Women have historically been enrolled in osteoporosis trials at high rates (HORIZON-PFT is a good example), but the surgical and perioperative data are weaker. Specifically:

• No randomized controlled trial has examined the optimal hold window before invasive dental procedures for women on IV bisphosphonates at osteoporosis doses.
• The two-year dental hold recommendation is based on expert consensus and case series, not prospective RCT data.
• Women with aromatase-inhibitor-associated bone loss or breast-cancer-related bisphosphonate use represent a distinct population that has been studied in breast-cancer trials but not in dedicated perioperative dental-safety studies.

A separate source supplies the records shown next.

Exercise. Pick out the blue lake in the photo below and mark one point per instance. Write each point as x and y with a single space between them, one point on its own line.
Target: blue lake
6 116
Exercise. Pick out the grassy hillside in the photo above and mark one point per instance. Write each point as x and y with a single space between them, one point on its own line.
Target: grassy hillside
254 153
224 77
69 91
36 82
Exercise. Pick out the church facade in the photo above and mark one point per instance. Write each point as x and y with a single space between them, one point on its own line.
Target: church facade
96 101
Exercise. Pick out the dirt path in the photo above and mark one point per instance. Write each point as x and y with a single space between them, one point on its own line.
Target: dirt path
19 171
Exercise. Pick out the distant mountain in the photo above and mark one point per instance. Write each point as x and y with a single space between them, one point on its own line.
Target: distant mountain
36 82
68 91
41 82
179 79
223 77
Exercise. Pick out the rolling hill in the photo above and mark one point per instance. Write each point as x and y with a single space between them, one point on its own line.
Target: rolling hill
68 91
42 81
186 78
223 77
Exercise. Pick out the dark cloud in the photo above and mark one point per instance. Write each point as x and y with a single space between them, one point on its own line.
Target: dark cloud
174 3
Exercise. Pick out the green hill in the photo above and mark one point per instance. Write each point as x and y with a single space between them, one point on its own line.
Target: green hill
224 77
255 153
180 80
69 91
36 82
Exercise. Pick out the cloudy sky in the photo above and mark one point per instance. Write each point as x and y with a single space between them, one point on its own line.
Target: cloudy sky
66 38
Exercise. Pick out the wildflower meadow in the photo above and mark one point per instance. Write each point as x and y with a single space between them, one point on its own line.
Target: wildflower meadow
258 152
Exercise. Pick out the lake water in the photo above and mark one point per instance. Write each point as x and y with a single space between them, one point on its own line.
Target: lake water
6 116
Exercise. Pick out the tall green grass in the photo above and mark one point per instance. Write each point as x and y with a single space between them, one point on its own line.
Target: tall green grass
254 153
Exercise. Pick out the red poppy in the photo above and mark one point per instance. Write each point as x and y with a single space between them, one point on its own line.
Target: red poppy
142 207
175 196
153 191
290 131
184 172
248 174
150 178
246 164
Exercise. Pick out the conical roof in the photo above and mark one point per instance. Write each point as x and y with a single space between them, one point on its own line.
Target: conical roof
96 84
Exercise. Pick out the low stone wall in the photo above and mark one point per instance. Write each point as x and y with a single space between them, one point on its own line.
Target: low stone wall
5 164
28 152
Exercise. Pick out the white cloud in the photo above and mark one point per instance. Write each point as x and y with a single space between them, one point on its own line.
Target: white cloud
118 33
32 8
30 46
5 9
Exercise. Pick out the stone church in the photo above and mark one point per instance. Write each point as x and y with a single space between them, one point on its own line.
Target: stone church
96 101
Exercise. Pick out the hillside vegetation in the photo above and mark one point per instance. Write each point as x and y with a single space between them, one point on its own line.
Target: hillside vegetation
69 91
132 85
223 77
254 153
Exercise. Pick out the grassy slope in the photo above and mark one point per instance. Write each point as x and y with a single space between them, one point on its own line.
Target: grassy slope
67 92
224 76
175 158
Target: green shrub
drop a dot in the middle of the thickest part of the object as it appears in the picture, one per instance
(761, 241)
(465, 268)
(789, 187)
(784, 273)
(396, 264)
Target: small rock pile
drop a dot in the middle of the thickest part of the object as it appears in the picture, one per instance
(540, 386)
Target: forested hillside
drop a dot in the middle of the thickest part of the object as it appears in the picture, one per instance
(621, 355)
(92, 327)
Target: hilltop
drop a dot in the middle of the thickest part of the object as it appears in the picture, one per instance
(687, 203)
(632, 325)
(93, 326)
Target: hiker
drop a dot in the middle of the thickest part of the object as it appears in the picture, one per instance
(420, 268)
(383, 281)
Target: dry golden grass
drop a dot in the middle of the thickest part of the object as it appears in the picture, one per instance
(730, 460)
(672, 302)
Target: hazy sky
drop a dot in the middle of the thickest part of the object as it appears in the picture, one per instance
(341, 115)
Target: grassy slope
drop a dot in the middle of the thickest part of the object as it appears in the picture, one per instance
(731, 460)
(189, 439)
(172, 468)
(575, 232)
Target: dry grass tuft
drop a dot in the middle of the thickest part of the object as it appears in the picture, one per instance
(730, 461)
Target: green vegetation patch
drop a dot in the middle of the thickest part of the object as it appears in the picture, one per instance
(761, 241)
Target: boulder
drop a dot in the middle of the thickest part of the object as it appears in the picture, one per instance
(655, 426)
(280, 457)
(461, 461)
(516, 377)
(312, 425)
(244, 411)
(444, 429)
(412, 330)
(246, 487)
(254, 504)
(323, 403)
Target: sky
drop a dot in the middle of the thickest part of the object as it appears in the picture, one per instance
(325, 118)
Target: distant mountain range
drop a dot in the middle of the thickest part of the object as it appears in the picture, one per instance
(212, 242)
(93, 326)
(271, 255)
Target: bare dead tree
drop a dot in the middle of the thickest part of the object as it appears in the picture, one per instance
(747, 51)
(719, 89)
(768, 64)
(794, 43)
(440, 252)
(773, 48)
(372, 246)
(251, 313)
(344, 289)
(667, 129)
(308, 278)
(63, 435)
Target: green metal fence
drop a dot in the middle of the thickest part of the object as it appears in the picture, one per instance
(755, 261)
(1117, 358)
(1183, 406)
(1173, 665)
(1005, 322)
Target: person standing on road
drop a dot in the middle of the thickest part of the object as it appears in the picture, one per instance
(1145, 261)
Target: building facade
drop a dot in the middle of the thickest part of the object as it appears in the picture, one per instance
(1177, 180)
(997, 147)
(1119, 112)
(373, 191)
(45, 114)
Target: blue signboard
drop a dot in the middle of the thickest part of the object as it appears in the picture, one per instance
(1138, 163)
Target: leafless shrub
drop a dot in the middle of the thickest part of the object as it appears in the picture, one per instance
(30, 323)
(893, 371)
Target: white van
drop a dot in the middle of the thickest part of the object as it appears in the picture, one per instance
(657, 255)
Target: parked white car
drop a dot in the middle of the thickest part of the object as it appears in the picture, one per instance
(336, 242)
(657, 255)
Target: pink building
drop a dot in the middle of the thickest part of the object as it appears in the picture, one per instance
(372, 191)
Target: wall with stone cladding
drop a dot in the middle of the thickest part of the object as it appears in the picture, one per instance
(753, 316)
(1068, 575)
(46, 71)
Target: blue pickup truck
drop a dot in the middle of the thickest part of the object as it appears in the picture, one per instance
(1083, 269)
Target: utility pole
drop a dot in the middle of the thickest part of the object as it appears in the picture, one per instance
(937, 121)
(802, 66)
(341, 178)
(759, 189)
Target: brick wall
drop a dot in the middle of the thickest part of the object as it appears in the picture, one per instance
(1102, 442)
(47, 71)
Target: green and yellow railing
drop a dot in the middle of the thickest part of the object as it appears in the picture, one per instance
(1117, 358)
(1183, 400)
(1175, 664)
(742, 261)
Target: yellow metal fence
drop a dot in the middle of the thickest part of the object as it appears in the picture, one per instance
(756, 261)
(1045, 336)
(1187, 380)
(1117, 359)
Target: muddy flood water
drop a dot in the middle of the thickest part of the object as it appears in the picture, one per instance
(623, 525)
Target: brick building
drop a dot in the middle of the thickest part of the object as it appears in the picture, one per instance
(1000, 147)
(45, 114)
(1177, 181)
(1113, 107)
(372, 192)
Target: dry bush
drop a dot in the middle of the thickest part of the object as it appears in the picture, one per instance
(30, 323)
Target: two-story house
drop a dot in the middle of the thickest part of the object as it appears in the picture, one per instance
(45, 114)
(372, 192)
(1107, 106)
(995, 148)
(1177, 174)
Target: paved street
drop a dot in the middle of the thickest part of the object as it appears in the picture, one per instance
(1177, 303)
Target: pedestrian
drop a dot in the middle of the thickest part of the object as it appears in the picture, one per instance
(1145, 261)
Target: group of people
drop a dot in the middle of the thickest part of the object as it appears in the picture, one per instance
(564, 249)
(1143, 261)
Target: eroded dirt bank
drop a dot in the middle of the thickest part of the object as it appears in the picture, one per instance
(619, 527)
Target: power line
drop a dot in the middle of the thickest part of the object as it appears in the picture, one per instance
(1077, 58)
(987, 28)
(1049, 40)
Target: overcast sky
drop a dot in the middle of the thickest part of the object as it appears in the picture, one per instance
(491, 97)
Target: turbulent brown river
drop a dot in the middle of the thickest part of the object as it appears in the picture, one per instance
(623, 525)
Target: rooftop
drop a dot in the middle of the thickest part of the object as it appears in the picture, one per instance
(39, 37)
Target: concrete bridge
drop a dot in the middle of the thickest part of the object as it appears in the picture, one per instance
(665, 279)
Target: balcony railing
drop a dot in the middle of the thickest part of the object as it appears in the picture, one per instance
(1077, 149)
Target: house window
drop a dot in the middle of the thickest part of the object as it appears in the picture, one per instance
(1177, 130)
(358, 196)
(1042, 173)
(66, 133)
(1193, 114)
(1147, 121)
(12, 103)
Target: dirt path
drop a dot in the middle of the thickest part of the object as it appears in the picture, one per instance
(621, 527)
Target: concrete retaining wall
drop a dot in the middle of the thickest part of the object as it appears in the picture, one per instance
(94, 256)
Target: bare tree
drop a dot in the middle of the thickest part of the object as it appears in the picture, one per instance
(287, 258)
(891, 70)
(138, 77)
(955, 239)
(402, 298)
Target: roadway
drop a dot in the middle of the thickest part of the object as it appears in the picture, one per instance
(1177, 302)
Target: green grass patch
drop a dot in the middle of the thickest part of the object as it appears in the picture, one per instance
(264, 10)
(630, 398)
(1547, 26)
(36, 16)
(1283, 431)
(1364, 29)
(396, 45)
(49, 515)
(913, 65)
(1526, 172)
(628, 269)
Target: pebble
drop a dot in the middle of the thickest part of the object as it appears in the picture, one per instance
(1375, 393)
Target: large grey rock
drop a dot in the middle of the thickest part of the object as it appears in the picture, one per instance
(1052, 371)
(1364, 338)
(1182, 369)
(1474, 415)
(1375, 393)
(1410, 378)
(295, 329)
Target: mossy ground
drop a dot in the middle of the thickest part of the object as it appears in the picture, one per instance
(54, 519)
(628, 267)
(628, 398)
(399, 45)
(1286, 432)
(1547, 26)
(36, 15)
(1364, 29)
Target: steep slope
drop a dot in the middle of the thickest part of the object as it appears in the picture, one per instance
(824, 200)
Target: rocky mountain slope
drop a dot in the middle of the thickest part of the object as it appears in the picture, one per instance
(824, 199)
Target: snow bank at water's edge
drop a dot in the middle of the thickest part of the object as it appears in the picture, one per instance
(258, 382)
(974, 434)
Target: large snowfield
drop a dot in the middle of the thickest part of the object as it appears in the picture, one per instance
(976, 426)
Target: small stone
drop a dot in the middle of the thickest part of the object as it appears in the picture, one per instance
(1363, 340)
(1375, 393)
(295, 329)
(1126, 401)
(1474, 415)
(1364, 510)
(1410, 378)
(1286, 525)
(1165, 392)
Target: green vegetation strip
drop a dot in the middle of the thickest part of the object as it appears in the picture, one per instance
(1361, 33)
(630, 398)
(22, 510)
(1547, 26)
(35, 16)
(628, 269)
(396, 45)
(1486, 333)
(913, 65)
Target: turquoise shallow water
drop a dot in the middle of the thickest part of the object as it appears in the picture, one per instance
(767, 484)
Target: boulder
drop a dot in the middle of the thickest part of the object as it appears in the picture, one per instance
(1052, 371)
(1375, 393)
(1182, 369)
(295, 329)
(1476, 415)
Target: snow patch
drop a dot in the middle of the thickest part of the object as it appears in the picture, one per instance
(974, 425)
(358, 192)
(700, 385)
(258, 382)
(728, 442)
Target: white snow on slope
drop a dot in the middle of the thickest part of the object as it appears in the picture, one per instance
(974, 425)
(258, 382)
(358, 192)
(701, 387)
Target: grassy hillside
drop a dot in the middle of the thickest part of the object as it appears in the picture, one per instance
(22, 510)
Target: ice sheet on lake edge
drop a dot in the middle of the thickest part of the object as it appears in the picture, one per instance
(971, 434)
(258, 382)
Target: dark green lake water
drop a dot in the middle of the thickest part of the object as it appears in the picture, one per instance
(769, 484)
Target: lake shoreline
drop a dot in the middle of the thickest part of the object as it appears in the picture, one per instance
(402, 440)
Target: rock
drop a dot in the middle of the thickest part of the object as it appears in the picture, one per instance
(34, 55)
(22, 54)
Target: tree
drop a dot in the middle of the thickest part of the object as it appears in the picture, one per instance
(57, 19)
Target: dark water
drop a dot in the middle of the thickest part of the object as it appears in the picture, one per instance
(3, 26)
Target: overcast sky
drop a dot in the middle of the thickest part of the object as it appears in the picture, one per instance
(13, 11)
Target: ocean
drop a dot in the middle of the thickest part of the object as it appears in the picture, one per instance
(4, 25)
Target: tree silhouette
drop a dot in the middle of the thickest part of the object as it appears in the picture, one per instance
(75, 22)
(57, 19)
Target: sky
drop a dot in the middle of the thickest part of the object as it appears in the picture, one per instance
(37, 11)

When your provider tells you to wait two years before a dental implant, they are giving you the best current guidance, but that guidance rests on lower-quality evidence than you might assume.

Practical Checklist: Before Your Next Procedure

Use this framework with your care team:

For any elective orthopedic or general surgery:

• No mandatory zoledronic acid hold is required by current guidelines.
• Consider deferring the next annual infusion by 3-6 months if surgery is scheduled and the infusion date coincides.
• Ensure renal function is current before the next infusion regardless of surgery.

For elective invasive dental procedures (extractions, implants, jaw surgery):

• Discuss with your prescribing physician whether a hold of 12-24 months before the procedure is appropriate given your fracture risk profile.
• Complete urgent or necessary dental work as conservatively as possible without waiting.
• After the dental procedure heals (typically 2-3 months of mucosal healing), the conversation about restarting Reclast should happen proactively.

For urgent dental emergencies:

• Do not delay treatment for a dental infection or abscess. Acute infection poses greater jaw risk than proceeding with bisphosphonate on board.
• Inform your oral surgeon or dentist that you are on Reclast so they can use conservative closure techniques and appropriate antibiotics.

The annual infusion schedule gives your care team a natural annual checkpoint to revisit your fracture risk, your dental health, and whether the current treatment intensity still matches your needs. The Menopause Society's 2021 position statement on osteoporosis management recommends reassessing bisphosphonate therapy at 3-5 years for women at low-to-moderate fracture risk, and this reassessment is the ideal moment to align dental and surgical planning.